Why? Because from now on Mr Cameron will be asked to comment on every case of tax avoidance, especially when it would concern people around him. And he would find it difficult to avoid embarrassment, as he has set a precedent with Carr. In fact, hacks have already asked the Prime Minister whether he thinks that it was morally wrong for his great friend, Gary Barlow, the lead man in that hugely talented boy act, Take That, to avoid paying tax in full and he had to explain that he was not in the business of commenting on every single case. And that didn’t sound very convincing, especially as Mr Barlow has recently been included in the Queen’s honour list, no doubt on the advice of Mr Cameron.
In an ideal world Mr Cameron should have responded to the question about Mr Carr’s financial situation by saying that he doesn’t comment on other people’s financial matters, as long as they are not in breach of the law. And it would have been wiser for the comedian to tell everyone to mind their own business, when confronted with questions about his finances. And I bet that the matter would have fizzled out in no time, because if we are being honest about it, it’s not really some huge news item. Well, at least it wasn’t until PM Cameron made a big thing out of it.
For me, though, the most amazing thing about this whole affair was that Mr Carr, a comedian of very average talents, was actually earning quite a packet, something like three millions smackers a year. Who on earth pays good money to go watch his gigs? It’s not as if he is able to set the house on fire with his wit and humour. Which his pathetic apology for paying less tax proves once again.
Even more surprising was the revelation that the boys from Take That have made an absolute fortune, along with Gary, when their songs are not exactly catchy tunes that make you want to dance and sing along. Very average stuff actually, not to mention that their live performances smack of serious amateurishness.

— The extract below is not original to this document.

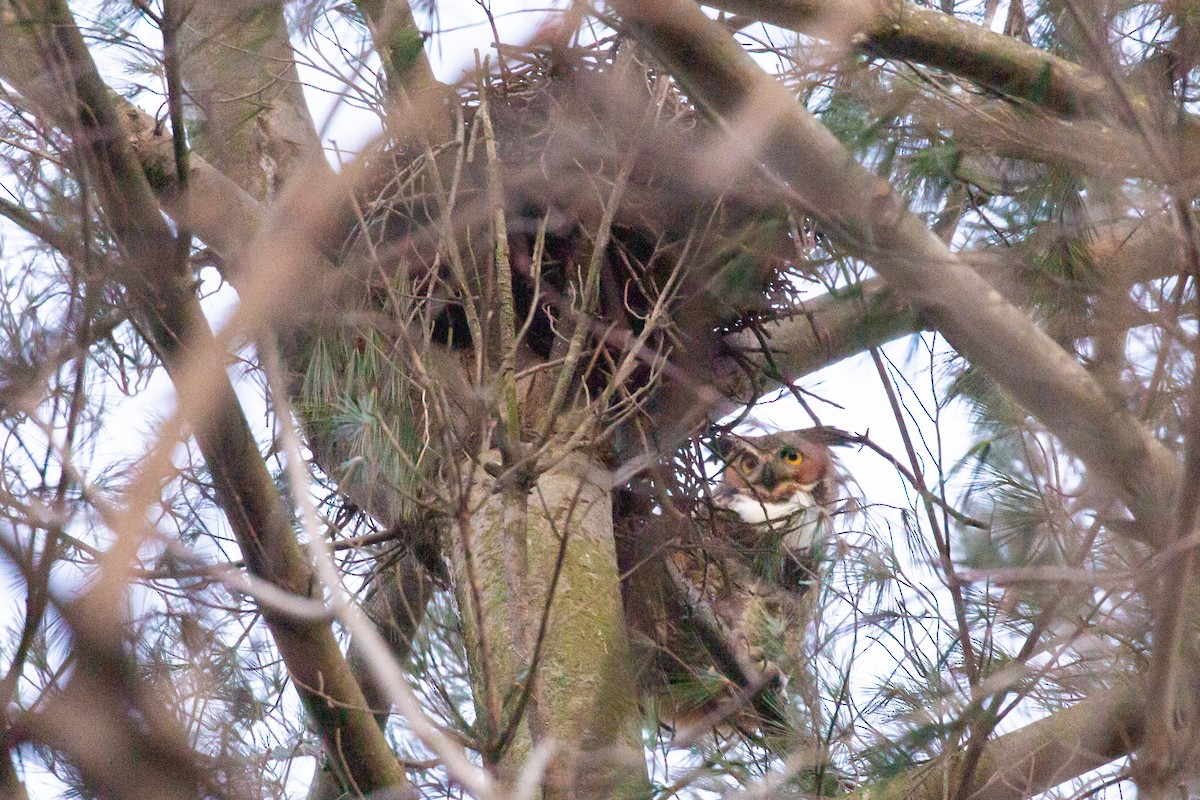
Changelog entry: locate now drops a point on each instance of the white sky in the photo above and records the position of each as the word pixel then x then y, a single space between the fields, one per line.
pixel 853 384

It remains to be seen now whether hacks would start digging for information about other tax avoiders, to see what Mr Cameron thinks about them. If so, it would be fun to watch how the prime minster handles it. He does have a knack for creating problems for himself, so that would not be first time. And there would be Cobra meetings and a lot of burning the midnight oil, thinking how to get out of this new mess he got himself in.
Mind you, tax avoidance costs the Treasury something like £4.5 billion a year. At least that is what Chancellor George Osborne estimates it to be. But if you compare that to amounts used in bailing out the banks, providing overseas aid and fighting wars this sum pales into insignificance. So in a way tax avoiders start to look as protesters against waste of public money, by keeping it to themselves.